【2012年 10月 09日】
「日仏マナーのずれ」25 薮内宏

乾杯
 パーティーでは、乾杯は食事開始の予告になります。立食パーティーでは、全員が立っているので、問題はないのですが、日本では珍しくないビールの泡が消えるほどの長い紋切り型のスピーチの間にコップを持ち続けるのは楽ではありません。シャンペンでしたら、暖まって、おいしさが減少します。食卓に着いている場合、スピーチの間に座っているので問題はなくていいですが、今はやりのビュッフェ・スタイルでは、ため息が出そうです。フランスでは、乾杯のとき、食卓についている男性は腰を浮き揚げますが、女性は座ったままです。
 
 日本人には遺伝子の関係でアルコールに弱い人は少なくなく、私もその一人ですが、ぶどう酒の生産国フランスにも、日本よりも少ない割合であっても、元首相マンデスフランスのように下戸で牛乳党もいます。

 フランスでは、主婦がぶどう酒をつぐことはしません。それはウェイターか主人のすることです。

 食事中、ウェイターが、アルコール類をつぎ回っているとき、ついでもらいたくない場合、コップを逆さにしたり、手を振ったりしません。手を伸ばして、指先をコップの縁の方に近づけます。この動作は断る合図になります。しかし、乾杯用にアルコール類がつがれているとき、断ってはいけません。乾杯のとき、飲むふりをすればよいのです。コップはかちんと合わせる必要がなく、多人数では、コップを持ち上げて、軽く目礼して、乾杯(A votre sante)と言います。
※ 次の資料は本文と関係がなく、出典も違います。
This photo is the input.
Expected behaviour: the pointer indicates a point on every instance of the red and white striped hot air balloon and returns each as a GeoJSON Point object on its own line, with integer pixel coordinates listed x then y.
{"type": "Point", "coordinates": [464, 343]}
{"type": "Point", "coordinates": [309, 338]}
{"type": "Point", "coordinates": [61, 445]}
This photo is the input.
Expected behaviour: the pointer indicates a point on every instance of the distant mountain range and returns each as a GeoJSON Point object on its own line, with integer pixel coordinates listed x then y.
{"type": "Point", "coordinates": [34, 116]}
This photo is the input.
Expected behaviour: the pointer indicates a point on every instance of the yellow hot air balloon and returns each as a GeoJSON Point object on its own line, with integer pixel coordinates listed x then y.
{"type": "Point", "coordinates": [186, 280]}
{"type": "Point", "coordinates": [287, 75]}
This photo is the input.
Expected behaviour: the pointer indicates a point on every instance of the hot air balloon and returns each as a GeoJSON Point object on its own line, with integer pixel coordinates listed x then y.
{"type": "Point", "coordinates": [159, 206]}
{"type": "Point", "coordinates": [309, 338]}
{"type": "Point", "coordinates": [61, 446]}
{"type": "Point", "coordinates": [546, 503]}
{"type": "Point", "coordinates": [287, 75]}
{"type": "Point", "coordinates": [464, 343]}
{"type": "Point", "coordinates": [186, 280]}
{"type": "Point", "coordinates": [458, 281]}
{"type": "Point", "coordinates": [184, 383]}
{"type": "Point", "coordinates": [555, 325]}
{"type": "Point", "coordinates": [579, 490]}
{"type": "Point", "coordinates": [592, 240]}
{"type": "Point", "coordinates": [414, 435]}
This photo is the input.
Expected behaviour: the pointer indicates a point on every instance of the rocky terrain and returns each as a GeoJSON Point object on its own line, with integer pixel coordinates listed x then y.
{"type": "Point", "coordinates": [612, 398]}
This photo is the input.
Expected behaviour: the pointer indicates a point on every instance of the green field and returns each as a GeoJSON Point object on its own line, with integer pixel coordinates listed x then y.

 日本の酒席では、ちょこを持ち上げて注いでもらいます。ビールでもそうしますが、フランス式では、ぶどう酒やミネラルウォーターをついでもらうとき、コップを手に持ったり、差し出したりしません。コップは食卓上に置いたままにします。しかし、ウェイターのいない家庭的なふんいきの場で手が届きにくいときには、グラスを持ってついでもらう方がマナーにかなうでしょう。

 欧米式では、日本の宴会と違って、ちょうしかビール瓶を片手に席をたって歩き回ることはしません。
 
 フランス人は、食欲を高めるためにアペリティフ(食前酒)を飲むのが好きです。香りの高いフルーティーなアンジュー地方(パリの西南方)の白ぶどう酒とか、ボジョレー地方の赤ぶどう酒など、アペリテイフになる軽いぶどう酒もあります。今ではシャンペン酒もアペリティフに出されるようになりましたが、甘さで食事の風味の妨げになると言って嫌う人もいます。フランス、ベルギー、イタリアなど数カ国の人達と会食したとき、日本料理の前に出された梅酒はとても喜ばれました。

 フランスでは、地方のレストランで食事をするとき、地酒ならぬその土地のぶどう酒が料理に良く合うものです。料理に使われたぶどう酒がおいしく感じられるからでしょう。日照りの年にできたぶどう酒はおいしいのですが、半年以内に飲まなければならない、と言われているボジョレヌボーと違って、熟成を待つ方が良い。フランスでは、日本と違って、軽く、口当たりのよいボジョレヌボーを待ち焦がれる人は少ない。

 日本では、下戸の人のための配慮が少ない場合が多く、オレンジジュースのように甘い飲み物をすすめられます。料理の味を損なうので、困ります。せめてミネラルウォーターを用意してほしいです。中国では、いろいろな名目で何度も乾杯しますが、フランス式では、一回か二回だけでしょう。